Until you come up with something else, often if you have an empty garbage can (with something mice love to eat in it) located near where the mice are
and where they can climb into the can, they will go into the can and be trapped. We usually catch a few ever fall out on the back porch if somebody leaves the cans with dog or cat food open.


----------



## Isa (Aug 25, 2008)

We cleaned everything and I put some peannut butter when we think they come when they are hungry. We did that on saturday and they still did not come. Maybe they left . 

My boyfriend told me that if they are still coming in our kitchen we will probably call an exterminator. So I am looking for an exterminator that does not kill the mice (a hard task let me tell you).

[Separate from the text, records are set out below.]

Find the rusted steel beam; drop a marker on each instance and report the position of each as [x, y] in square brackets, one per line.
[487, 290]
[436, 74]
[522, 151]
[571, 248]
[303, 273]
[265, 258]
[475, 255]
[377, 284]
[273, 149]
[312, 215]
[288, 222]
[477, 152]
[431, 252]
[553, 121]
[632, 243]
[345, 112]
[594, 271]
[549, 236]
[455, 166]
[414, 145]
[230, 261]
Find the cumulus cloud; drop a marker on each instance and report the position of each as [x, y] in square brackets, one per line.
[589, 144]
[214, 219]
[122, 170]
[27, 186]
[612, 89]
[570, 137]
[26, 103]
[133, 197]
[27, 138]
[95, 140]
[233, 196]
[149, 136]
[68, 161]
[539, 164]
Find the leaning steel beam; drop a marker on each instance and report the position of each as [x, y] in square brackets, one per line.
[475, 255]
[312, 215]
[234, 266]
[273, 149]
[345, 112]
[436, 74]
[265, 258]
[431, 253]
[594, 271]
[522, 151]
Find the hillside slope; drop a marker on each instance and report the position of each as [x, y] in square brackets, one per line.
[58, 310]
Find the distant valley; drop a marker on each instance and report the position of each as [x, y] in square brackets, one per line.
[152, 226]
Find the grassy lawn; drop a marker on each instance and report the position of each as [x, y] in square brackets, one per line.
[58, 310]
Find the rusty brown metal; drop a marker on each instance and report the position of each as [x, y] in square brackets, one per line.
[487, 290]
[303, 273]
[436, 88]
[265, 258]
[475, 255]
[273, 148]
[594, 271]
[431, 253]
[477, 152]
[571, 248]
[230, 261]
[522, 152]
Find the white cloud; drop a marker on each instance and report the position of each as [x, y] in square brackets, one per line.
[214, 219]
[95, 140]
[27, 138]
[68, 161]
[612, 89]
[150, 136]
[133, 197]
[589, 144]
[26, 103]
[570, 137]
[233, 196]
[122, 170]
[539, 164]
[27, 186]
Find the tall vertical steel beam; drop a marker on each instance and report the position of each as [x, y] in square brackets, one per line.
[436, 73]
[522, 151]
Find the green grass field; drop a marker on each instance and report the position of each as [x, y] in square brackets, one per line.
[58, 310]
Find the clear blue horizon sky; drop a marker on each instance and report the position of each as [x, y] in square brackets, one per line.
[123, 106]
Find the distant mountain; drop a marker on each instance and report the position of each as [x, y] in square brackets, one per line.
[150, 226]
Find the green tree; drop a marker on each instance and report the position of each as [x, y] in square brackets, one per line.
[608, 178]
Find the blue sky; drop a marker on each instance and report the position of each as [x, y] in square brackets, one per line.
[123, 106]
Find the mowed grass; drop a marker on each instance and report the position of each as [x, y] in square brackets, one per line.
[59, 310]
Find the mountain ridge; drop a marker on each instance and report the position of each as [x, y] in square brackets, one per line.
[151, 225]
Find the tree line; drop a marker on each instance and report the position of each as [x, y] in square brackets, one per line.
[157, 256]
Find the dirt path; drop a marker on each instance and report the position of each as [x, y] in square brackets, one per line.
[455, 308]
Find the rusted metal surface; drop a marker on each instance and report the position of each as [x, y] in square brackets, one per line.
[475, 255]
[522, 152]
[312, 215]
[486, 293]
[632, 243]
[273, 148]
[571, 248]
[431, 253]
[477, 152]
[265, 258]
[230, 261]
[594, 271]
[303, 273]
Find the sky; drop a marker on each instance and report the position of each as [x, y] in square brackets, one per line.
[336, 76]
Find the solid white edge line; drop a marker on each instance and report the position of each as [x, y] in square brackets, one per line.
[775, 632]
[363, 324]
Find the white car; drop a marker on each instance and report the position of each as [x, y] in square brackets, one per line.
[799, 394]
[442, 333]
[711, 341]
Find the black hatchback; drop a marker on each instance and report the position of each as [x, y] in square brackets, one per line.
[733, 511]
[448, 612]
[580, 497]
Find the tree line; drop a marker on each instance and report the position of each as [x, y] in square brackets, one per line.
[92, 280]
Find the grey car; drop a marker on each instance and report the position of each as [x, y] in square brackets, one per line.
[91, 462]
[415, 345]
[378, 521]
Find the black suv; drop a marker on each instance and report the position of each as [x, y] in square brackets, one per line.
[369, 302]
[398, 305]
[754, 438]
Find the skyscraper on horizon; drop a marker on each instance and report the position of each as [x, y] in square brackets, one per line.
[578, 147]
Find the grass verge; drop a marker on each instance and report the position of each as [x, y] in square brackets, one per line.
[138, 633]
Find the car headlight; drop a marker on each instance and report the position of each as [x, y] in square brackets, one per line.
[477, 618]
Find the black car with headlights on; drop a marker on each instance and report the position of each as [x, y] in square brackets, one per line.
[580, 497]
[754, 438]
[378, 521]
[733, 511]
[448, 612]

I just hope they wont come anymore.


----------



## Jentortmom (Aug 25, 2008)

I think finding a exterminator that does not kill the mice will be a challenge. I know you don't want to hurt them, but they will breed then you will have more, they will chew cords and cause lots of damage, and I wouldn't want them by my torts. I know people who had hundreds of dollars of damage to there belongings from these pesky rodents, And I'm not sure if it is the same for mice, but I know that other wildlife will come back once removed. Hope you get rid of them soon!!


----------



## ZippyButter (Aug 26, 2008)

Or you can adopt a snake or python from any of the shelters, just hope that you're not afraid of these reptiles, and you can feed the rodents to the snake, this way the rodents will not multiply and you could get rid of the problem naturally. This is my 2 cents opinion, good luck to you.

minh


----------



## Itort (Aug 26, 2008)

A thought. Are you allergic to ferrets? They were used in Europe for rodent control prior to introduction of cats from N. Africa. They can go where a dog (terrier) can't go and are more socially exceptable then carnivous reptile.


----------



## Isa (Aug 27, 2008)

Thanks for the advices but I am allergic to animals (even to ferrets, too bad because they are really cute).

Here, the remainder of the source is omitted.